Tepat ketika Arjuna hendak meledak, pria bergigi kuning itu melihat Daisha yang pincang, lalu dia tiba-tiba menghela napas. "Arjuna, apakah kamu tidak bisa bersabar sedikit? Sayang sekali kaki Alsava Keempat dipatahkan."

"Benar."

Dua orang yang ada di belakang pria bergigi kuning itu mengangguk, menunjukkan penyesalan.

Arjuna memandang ketiga pria itu dengan tatapan menyelidik. Didengar dari nadanya, penyesalan mereka tidak terdengar seperti bersimpati pada Daisha.

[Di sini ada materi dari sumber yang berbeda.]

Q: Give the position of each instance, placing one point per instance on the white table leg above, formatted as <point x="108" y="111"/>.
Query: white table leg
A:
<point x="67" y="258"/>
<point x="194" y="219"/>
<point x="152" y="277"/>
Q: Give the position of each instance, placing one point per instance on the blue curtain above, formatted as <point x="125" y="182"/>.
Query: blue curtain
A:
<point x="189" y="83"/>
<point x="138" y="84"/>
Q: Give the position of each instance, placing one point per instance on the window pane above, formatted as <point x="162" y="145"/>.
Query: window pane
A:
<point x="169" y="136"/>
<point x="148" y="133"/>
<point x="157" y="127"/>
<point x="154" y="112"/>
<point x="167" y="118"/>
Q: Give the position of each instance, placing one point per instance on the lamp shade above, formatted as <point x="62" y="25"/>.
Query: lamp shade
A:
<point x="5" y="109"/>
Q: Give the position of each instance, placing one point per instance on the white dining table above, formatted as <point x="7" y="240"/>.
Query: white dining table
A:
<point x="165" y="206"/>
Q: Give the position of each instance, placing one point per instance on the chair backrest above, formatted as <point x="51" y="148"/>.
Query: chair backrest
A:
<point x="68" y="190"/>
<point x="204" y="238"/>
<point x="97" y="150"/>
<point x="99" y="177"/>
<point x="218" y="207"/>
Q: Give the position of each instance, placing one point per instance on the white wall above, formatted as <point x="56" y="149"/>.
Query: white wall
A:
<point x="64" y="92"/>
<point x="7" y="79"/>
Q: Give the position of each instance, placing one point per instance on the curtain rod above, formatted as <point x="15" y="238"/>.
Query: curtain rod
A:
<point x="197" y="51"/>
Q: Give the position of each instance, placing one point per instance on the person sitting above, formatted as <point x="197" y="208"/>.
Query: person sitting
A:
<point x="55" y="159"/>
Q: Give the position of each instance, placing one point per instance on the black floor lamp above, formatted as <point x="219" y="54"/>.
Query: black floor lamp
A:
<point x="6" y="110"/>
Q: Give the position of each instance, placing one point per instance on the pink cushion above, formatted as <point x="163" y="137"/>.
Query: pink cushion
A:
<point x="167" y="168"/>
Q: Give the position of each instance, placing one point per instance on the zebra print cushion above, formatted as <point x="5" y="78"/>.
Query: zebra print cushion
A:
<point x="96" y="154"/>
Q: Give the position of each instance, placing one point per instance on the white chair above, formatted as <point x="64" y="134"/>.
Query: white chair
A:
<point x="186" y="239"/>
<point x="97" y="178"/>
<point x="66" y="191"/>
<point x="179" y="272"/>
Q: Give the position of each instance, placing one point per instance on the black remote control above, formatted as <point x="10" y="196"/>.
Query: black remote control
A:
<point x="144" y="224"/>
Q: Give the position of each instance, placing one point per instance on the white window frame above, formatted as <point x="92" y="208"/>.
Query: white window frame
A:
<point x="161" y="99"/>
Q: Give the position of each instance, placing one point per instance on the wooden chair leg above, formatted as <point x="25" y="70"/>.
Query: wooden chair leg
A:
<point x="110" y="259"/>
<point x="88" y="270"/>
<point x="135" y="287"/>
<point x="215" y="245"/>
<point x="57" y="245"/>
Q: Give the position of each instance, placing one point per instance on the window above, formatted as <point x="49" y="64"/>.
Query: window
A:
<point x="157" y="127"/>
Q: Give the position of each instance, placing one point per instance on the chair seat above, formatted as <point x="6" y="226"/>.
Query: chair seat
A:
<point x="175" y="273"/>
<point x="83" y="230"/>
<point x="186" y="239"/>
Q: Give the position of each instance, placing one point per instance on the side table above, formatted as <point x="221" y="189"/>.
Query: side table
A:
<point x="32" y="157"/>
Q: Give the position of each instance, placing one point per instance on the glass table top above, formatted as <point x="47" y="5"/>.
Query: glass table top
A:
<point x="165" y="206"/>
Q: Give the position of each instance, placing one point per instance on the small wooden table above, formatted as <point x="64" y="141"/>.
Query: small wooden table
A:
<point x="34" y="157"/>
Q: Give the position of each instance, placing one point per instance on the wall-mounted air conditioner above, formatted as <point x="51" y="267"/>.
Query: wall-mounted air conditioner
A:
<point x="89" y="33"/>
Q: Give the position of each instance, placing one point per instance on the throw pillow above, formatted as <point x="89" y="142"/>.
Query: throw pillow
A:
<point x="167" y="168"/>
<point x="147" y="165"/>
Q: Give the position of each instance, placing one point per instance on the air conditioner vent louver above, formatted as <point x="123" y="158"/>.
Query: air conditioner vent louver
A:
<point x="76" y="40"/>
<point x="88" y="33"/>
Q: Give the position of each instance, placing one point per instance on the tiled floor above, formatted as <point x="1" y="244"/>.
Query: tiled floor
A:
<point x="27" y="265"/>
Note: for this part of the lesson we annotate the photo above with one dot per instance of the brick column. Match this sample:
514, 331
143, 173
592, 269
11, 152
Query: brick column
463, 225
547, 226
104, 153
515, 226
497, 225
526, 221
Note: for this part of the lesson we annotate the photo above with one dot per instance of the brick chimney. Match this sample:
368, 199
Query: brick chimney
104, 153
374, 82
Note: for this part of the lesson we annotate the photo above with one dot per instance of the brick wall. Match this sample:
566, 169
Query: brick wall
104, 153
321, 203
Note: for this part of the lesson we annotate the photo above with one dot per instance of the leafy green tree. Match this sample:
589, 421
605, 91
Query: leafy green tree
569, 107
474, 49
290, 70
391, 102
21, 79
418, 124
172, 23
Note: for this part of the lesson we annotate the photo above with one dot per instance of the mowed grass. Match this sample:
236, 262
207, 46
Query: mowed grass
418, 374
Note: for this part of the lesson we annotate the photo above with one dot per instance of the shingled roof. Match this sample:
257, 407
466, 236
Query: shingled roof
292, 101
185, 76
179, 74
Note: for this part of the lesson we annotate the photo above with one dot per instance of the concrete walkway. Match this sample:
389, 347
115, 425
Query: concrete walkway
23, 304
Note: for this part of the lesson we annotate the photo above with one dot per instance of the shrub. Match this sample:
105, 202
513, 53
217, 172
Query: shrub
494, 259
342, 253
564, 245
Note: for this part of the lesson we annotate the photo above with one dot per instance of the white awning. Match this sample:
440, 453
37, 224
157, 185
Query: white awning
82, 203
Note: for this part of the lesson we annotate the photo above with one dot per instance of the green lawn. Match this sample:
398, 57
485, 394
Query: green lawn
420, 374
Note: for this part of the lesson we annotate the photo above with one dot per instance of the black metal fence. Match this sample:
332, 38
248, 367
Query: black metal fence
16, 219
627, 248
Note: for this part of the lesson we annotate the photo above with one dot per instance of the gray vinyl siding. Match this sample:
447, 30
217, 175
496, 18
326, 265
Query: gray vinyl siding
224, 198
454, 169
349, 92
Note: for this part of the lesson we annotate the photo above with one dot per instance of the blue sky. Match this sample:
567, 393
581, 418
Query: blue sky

"Jangan berdiri di sini, ayo masuk dan duduk di dalam. Arjuna, kamu pasti belum pulih. Ayo, cepat duduk juga."

Pria bergigi kuning itu menarik Arjuna ke dalam rumah seolah dialah tuan rumahnya.

Arjuna duduk, kemudian dia memandang ketiga pria itu dalam diam. Dia harus mencari tahu dulu siapa pria-pria ini, serta tujuan kedatangan mereka.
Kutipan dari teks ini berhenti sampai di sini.